Auch religiöse Themen waren stark vertreten. 38 Prozent der katholischen Psychiatrie-patienten, vor allem mit ländlicher Herkunft, hatten religiöse Wahnideen. „Und dieser Anteil nimmt nach 1900 kaum ab“, stellt Müller fest. Allerdings bemerkte die Historikerin einen deutlichen Unterschied zwischen Stadt und Land – unabhängig von der Konfession. „Der Einzelne konnte sich dem Sog des Religiösen und der religiösen Kultur auf dem Land kaum entziehen, sei es im Sinne des inneren Glaubens oder durch die dörfliche Tradition.“
Der Arzt Gustav Blumröder sprach 1837 von „religiösem Terrorismus“, der zu Geisteskrankheiten führe. „Vielleicht wurden auch deshalb so viele religiöse Wahnthemen aufgeschrieben, weil sich die Psychiatrie religionskritisch vom nicht naturwissenschaftlichen Denken abheben wollte“, vermutet die Historikerin.

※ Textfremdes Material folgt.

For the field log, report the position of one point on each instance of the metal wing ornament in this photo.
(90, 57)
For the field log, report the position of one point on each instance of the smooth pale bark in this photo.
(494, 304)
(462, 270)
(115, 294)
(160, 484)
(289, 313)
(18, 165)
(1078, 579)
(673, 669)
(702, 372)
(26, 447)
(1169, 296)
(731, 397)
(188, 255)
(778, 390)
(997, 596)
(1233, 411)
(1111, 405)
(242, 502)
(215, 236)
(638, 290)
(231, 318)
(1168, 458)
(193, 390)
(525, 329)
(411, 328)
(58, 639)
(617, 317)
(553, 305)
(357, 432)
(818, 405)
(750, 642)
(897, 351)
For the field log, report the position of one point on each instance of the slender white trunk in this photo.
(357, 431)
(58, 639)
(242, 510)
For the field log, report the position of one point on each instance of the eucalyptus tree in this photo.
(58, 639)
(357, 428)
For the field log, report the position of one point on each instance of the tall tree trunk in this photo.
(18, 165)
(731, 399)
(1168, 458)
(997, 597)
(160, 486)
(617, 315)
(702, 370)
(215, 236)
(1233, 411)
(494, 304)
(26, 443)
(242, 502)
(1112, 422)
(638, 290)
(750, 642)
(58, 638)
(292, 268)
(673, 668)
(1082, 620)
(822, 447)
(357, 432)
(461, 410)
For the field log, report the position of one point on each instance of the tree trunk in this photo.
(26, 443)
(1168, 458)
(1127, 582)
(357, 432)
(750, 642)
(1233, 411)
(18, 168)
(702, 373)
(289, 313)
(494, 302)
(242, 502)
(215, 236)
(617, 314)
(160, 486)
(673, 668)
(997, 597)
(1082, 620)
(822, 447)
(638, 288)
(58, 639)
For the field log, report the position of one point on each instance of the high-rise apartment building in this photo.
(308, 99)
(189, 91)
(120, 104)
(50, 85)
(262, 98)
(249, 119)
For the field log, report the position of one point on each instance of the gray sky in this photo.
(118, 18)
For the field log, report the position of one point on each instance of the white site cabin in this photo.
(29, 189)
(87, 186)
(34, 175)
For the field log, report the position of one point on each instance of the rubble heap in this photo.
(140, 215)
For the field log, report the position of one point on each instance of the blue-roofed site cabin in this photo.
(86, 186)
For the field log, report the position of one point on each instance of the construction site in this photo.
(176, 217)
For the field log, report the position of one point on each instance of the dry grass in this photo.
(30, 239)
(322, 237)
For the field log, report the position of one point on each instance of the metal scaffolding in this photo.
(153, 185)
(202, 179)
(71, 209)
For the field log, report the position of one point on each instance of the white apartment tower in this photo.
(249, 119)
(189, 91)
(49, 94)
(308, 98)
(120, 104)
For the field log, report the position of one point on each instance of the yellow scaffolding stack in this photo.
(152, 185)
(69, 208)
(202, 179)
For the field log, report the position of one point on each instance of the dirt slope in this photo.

Besonders überrascht aber war Maria Christina Müller, als sie die Krankenakten mit ehemaligen Artikeln der
mit Gebetbüchern und Predigten abglich. Sie bemerkte „eine verblüffende Ähnlichkeit“der Inhalte. Auch in diesen Quellen aus der Normalwelt wurden Röntgenstrahlung, technische Neuerungen, okkulte Praktiken und wunderliche Glaubensgeschichten abgehandelt. „Die Schilderungen in den Krankenakten fallen teilweise gediegener aus als die bilderreichen spektakulären Geschichten“, urteilt die Historikerin jedoch. „Die Patienten erfanden wenig. Madonnenerscheinungen oder wundertätige Kreuze waren in der Publizistik schon vorhanden.“So berichteten Zeitungen aufgeregt über die Eroberung des Himmels mittels Ballons und Zeppelinen. „Aber nie sprachen die Kaufbeurer Psychiatriepatienten davon. Um sich auszudrücken, brauchten sie offensichtlich passgenaue Modelle.“
Es war eine Zeit rasanten Fortschritts. Alles schien möglich, auch dank unsichtbarer Kräfte wie Strahlen und Strom. Die Ärzte neigten zu der Ansicht, die Psyche der Patienten könne den Umbruch nicht verarbeiten. Sie unterschieden zwischen persönlicher Innen- und objektiver Außenwelt. „Dem Kranken ist die Wirklichkeit abhandengekommen, und er taucht in eine neue Welt des Scheins und der Lüge ein“, schrieb 1845 der Begründer der wissenschaftlichen Psychiatrie, Wilhelm Griesinger. Infrage gestellt wurde diese Ansicht, als 1913 Karl Jaspers seinen phänomenologischen Ansatz publizierte. Der Psychiater rechnete Wahnvorstellungen der Lebenswelt des Patienten zu.
Dennoch sollte die Psychiatrie noch lange definieren, was als normal, was als krank zu gelten hat. Ärzte hielten Patienten teilweise bis zu 40, 50 Jahre unter Verschluss, sodass sogar der Verdacht, man werde in der Anstalt durch Medikamente vergiftet, entstanden ist.